So it very much varies, obviously by project. A lot of the repowering is locked in. I don't have a specific in mind, but the general sourcing of it, materials and so on, is largely at risk from a GE perspective and Mitsubishi perspective depending on the elements of the project that they we're working on. So I'd say very major components from a cost perspective. The other thing that when we -- what the pressures are out today, there's 2 components. One is the actual cost of material and supply demand balance. But where we're seeing the major pressure on cost is on transportation. And the general perception is that there's -- right now, there has been a significant increase in terms of a couple of hundred percent in terms of transportation costs. But that will subside. And a lot of the deliveries associated with that Genesee repowering would be on the other side of that delivery. And a lot of that project is actually being sourced out of the United States. So don't really expect that element of pressure to impact on that project. When we look at the renewable projects, the ones in Alberta, a lot of the contracting per se was done prior to cost pressure. So we do see some delivery cost pressures impacting on the Alberta projects. We think that those are permit forward and expect that the impact would be relatively modest on the project. We don't see any cost going sort of out of control and continue to be pretty bullish on those. When we look at the U.S. renewable projects, the contracting for those is still somewhat open. We do have some supply elements in place. And as we move forward, we do expect that the -- particularly, again, as I've mentioned earlier, the costs associated with transportation to be declining, which is where we're seeing the greatest cost pressure in terms of the supply chain associated with our facilities.
And then with those solar projects in the Carolinas, do you have some flex in terms of start date of COD if you do kind of want to go away from some of these more transient effects that you're talking about?
Yes, we do. And we've been -- even with the Alberta projects, within the construction schedule, we're able to move around some dates and change the way in which we're executing on the project to minimize the impact of some of these pressures.

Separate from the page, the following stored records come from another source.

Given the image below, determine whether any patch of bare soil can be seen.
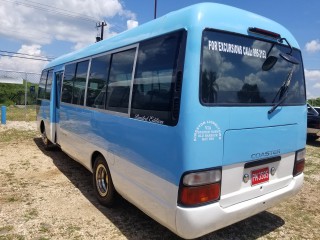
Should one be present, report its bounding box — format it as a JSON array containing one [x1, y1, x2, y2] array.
[[0, 123, 320, 240]]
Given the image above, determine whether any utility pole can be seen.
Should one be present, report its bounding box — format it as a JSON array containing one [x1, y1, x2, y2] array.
[[154, 0, 157, 19], [96, 21, 107, 42]]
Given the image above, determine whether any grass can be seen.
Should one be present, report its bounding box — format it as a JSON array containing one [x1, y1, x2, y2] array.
[[24, 208, 39, 221], [0, 129, 37, 143], [1, 105, 37, 122]]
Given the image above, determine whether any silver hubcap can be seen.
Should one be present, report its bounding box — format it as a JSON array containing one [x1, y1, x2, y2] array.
[[96, 164, 109, 197]]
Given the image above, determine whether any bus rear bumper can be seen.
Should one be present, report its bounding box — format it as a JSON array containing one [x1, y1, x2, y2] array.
[[176, 173, 303, 239]]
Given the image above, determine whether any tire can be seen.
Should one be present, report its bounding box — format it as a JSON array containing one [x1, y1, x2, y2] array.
[[93, 155, 117, 207], [41, 129, 52, 150]]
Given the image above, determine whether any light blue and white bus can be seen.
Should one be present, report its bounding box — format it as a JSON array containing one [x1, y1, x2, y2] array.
[[37, 3, 307, 238]]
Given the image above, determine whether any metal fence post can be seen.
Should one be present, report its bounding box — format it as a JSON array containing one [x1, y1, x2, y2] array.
[[1, 106, 7, 124], [24, 73, 28, 121]]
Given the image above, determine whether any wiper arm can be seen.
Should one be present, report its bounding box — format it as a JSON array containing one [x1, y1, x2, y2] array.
[[268, 65, 294, 114], [268, 93, 288, 114]]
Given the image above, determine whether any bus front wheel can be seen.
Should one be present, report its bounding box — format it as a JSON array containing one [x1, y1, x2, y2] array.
[[93, 155, 116, 207]]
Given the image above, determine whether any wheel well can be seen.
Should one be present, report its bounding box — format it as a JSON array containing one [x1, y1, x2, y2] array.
[[40, 121, 45, 133], [91, 151, 103, 169]]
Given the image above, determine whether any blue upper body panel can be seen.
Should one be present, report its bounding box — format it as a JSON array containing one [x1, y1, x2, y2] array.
[[41, 3, 306, 185]]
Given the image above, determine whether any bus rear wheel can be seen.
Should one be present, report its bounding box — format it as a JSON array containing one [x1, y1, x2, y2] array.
[[41, 129, 52, 150], [93, 155, 116, 207]]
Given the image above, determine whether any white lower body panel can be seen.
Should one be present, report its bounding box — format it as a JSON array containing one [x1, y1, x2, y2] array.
[[176, 173, 303, 239]]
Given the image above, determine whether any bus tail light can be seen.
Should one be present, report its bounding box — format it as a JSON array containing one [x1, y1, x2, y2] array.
[[178, 169, 221, 207], [293, 149, 306, 177]]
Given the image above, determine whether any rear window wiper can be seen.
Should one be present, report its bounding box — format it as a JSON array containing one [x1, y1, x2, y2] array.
[[268, 65, 294, 114], [268, 38, 299, 114]]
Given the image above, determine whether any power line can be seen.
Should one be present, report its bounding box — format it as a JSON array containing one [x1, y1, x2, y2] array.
[[1, 0, 99, 22], [0, 54, 51, 62], [0, 50, 55, 60]]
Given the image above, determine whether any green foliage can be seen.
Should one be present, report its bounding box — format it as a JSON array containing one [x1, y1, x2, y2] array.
[[307, 98, 320, 107], [0, 80, 39, 106]]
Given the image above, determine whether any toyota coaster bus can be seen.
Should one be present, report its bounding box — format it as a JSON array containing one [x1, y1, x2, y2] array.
[[37, 3, 307, 239]]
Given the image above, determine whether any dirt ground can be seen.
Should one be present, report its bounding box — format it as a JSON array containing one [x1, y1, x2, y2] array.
[[0, 122, 320, 240]]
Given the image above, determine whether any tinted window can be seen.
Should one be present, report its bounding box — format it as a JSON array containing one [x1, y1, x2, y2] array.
[[200, 31, 305, 105], [86, 55, 110, 108], [131, 32, 181, 125], [38, 71, 48, 99], [61, 63, 77, 103], [106, 49, 136, 113], [45, 70, 53, 100], [72, 61, 89, 105]]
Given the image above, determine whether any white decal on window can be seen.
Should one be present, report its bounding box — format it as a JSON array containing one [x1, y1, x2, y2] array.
[[208, 40, 267, 59], [193, 120, 222, 142], [134, 114, 164, 124]]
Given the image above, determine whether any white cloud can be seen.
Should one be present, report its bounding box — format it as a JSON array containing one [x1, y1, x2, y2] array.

Got it. Then I want to come back to the Alberta market and talk about hedging in the forwards. Maybe just on the forwards, 2022 has come up nicely obviously this year. 2023 is starting to move up a little bit, but not nearly as much as 2022. I guess the view would be that there's new supply coming. But when you look at your repowering work that's more late 2023, is your assumption that there's still a chance that '23 forwards have moved higher when you think about supply demand?

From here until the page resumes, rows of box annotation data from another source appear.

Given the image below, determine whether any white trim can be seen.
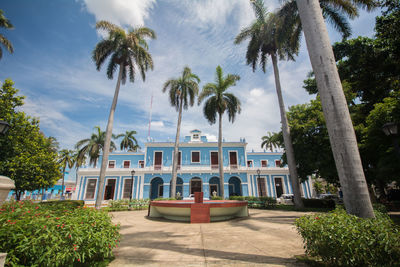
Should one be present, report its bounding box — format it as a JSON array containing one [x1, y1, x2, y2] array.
[[228, 150, 239, 168], [260, 159, 268, 168], [153, 150, 164, 169], [138, 159, 146, 169], [107, 160, 117, 169], [209, 150, 219, 170], [83, 178, 99, 200], [122, 160, 131, 169], [190, 150, 201, 163], [120, 177, 135, 199]]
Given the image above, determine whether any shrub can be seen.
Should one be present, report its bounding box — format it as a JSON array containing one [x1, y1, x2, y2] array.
[[260, 197, 276, 209], [302, 198, 336, 210], [0, 201, 120, 266], [39, 200, 85, 208], [295, 208, 400, 266], [229, 196, 245, 201]]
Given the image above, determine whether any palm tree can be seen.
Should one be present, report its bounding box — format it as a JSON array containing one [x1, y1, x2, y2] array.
[[92, 20, 156, 209], [115, 131, 140, 152], [75, 126, 116, 168], [198, 66, 241, 197], [296, 0, 374, 218], [162, 67, 200, 197], [235, 0, 304, 208], [0, 9, 14, 59], [261, 132, 279, 152], [58, 149, 75, 198]]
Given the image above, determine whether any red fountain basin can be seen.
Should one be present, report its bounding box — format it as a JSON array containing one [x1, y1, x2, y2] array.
[[149, 200, 249, 223]]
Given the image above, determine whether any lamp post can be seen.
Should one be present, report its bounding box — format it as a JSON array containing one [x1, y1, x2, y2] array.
[[129, 169, 135, 210], [0, 120, 10, 134], [382, 122, 400, 157]]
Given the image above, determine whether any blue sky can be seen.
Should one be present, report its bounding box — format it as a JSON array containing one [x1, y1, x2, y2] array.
[[0, 0, 379, 156]]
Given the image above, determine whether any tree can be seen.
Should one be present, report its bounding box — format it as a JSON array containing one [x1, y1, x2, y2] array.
[[92, 21, 156, 209], [58, 149, 75, 198], [115, 131, 140, 152], [162, 67, 200, 197], [75, 126, 117, 168], [261, 132, 279, 152], [235, 0, 304, 208], [0, 9, 14, 59], [296, 0, 374, 218], [198, 66, 241, 197], [0, 80, 61, 200]]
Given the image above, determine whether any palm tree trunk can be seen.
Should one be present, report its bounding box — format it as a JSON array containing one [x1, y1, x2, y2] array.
[[218, 113, 224, 198], [296, 0, 374, 218], [170, 98, 183, 197], [271, 53, 304, 209], [95, 64, 123, 210], [61, 166, 66, 199]]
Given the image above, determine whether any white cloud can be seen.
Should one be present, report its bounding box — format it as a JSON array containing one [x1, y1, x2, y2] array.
[[83, 0, 156, 26]]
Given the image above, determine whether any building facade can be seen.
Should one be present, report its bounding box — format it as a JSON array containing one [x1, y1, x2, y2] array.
[[74, 130, 312, 203]]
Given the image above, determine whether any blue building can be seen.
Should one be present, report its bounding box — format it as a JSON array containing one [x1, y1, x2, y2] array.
[[74, 130, 312, 203]]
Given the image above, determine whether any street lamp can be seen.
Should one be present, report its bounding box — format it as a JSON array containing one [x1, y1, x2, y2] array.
[[382, 122, 400, 156], [0, 120, 10, 134], [129, 169, 135, 210]]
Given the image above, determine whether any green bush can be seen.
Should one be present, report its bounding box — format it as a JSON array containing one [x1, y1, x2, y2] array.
[[302, 198, 336, 210], [0, 201, 120, 266], [260, 197, 276, 209], [295, 208, 400, 266], [229, 196, 245, 201], [39, 200, 85, 208]]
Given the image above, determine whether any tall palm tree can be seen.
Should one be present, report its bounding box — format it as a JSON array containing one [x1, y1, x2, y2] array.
[[235, 0, 304, 208], [75, 126, 116, 168], [261, 132, 279, 152], [198, 66, 241, 197], [92, 21, 156, 209], [296, 0, 374, 218], [58, 149, 75, 198], [115, 131, 140, 152], [162, 67, 200, 197], [0, 9, 14, 59]]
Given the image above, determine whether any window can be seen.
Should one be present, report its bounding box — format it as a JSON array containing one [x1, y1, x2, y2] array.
[[85, 179, 97, 199], [122, 178, 132, 198], [138, 160, 144, 168], [192, 151, 200, 163], [124, 160, 131, 169], [261, 160, 268, 167], [108, 160, 115, 169]]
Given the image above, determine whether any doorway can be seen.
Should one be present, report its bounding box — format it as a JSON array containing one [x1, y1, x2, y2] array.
[[104, 179, 116, 200], [211, 152, 218, 169], [274, 178, 283, 198], [154, 152, 162, 170], [190, 178, 203, 194]]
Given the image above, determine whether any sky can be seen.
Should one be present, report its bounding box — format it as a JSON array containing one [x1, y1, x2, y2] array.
[[0, 0, 379, 156]]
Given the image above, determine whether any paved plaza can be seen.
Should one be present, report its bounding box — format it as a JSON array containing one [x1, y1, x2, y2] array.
[[109, 209, 310, 267]]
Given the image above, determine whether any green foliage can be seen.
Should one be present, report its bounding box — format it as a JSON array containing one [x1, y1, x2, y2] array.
[[0, 201, 120, 266], [295, 209, 400, 266], [39, 200, 85, 209], [0, 80, 61, 198], [104, 199, 150, 211], [303, 198, 336, 210]]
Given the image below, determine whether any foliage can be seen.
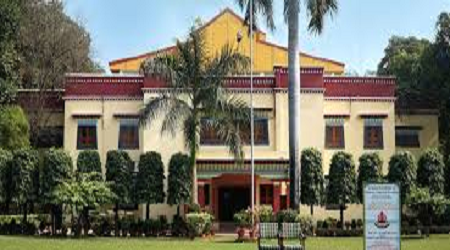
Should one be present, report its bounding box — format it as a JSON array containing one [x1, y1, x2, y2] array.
[[387, 152, 417, 204], [40, 149, 73, 204], [0, 1, 21, 105], [106, 150, 132, 204], [255, 205, 275, 223], [53, 173, 115, 217], [300, 148, 324, 209], [357, 153, 383, 202], [233, 209, 252, 228], [276, 209, 299, 223], [77, 150, 102, 176], [9, 149, 39, 208], [417, 149, 445, 195], [167, 153, 192, 205], [0, 106, 30, 150], [141, 23, 249, 174], [18, 0, 99, 146], [186, 213, 214, 236], [327, 152, 356, 205], [0, 149, 13, 203], [135, 152, 165, 204]]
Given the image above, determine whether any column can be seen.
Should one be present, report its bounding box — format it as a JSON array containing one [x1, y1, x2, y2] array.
[[272, 182, 281, 213]]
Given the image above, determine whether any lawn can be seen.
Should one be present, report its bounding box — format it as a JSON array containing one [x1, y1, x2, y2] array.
[[0, 235, 450, 250]]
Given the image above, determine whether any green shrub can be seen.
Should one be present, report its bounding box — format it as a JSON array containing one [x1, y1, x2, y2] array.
[[417, 149, 445, 195], [300, 148, 324, 214], [256, 205, 274, 223], [77, 150, 102, 173], [0, 106, 30, 150], [357, 153, 383, 202], [186, 213, 214, 237], [277, 209, 299, 223], [387, 151, 417, 204]]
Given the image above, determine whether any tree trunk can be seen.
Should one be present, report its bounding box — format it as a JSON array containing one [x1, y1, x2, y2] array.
[[114, 203, 119, 237], [286, 0, 301, 209]]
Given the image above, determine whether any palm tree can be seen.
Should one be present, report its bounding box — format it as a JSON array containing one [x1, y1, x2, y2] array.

Yes. I think, Mark, with respect to looking out as far as '23 and '24, there's less liquidity out there. And certainly, as we get closer to that date, you'll start to see more reflective forwards of where they will. You're correct with respect to increased supply during those periods of time, but we also expect higher carbon taxes as well. So I do think there is upside to those years, but we won't see that until we get another year out or so, sort of similar to what you're seeing in 2022. It's starting to be more representative currently, but the other years need to see more liquidity before it will start to fully reflect where we would see it settling in those years.

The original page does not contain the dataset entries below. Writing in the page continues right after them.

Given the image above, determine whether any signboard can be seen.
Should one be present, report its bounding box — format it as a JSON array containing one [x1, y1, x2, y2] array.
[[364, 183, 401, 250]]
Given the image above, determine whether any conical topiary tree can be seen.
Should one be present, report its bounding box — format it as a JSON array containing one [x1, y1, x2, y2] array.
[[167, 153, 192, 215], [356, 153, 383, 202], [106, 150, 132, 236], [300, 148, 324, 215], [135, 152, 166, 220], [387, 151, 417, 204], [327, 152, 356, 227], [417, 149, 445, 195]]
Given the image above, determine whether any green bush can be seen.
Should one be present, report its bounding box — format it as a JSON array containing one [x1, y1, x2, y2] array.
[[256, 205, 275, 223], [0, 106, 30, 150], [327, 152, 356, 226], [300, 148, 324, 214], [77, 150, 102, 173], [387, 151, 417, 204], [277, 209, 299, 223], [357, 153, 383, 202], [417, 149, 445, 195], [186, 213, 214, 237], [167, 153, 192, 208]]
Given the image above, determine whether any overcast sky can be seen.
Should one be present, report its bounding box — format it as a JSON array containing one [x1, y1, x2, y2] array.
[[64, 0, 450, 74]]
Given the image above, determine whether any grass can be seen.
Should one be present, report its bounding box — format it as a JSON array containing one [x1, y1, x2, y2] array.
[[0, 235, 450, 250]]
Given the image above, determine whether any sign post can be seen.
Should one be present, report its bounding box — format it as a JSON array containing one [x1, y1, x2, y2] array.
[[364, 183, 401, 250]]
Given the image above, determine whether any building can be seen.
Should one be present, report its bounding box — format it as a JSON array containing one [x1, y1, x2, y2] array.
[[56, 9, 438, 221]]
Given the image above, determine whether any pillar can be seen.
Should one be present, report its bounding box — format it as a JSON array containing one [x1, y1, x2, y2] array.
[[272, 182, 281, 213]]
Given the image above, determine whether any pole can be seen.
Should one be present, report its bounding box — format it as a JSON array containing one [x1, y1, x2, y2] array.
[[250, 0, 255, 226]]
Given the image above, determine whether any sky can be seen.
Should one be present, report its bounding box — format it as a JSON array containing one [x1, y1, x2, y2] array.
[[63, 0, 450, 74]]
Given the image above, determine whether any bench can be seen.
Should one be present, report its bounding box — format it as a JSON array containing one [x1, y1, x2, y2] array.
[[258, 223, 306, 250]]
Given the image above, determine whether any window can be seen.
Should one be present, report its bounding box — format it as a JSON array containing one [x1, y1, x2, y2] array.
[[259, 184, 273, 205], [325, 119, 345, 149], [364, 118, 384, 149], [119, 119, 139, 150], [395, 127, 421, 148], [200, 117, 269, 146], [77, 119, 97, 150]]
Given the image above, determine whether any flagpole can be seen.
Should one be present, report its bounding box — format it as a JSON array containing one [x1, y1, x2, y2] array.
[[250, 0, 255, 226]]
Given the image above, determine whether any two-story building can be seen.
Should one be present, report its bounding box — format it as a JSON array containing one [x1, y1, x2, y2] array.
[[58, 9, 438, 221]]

Okay. And then when you look at the 2022 hedge position, you've taken it up to average pricing, seems to have gone a little higher in pricing now you're now starting to lock in some forwards in the $60 range, at least. That's still below where the forwards are. Like would you still want to keep adding more forwards here into 2022? Or like could you start to slow down here as you approach 50% hedging because obviously prices on the foreign curve are north of $70 right now?
Yes. As we've seen prices go up, it does inform our view as to incremental hedges. So we would be very opportunistic in terms of adding positions at a price that we see being in line with where we think things will settle. So we have locked in -- you like to get hedges in place to protect the downside if you will, but certainly, our strategy has been to be less hedged and be very opportunistic at only hedging at prices that we think are more representative of forwards.
So assuming if you didn't see any more really good opportunities to lock in price, would you still be comfortable with the position of 50% hedged going into next year?
Yes. No, absolutely. I think historically, we've been somewhere between 50% to 100% hedged under the previous market dynamics, and we're very comfortable to be less hedged in the current market environment. So no expectation of having to increase that hedge position if we don't feel we're going to be seeing prices that are competitive.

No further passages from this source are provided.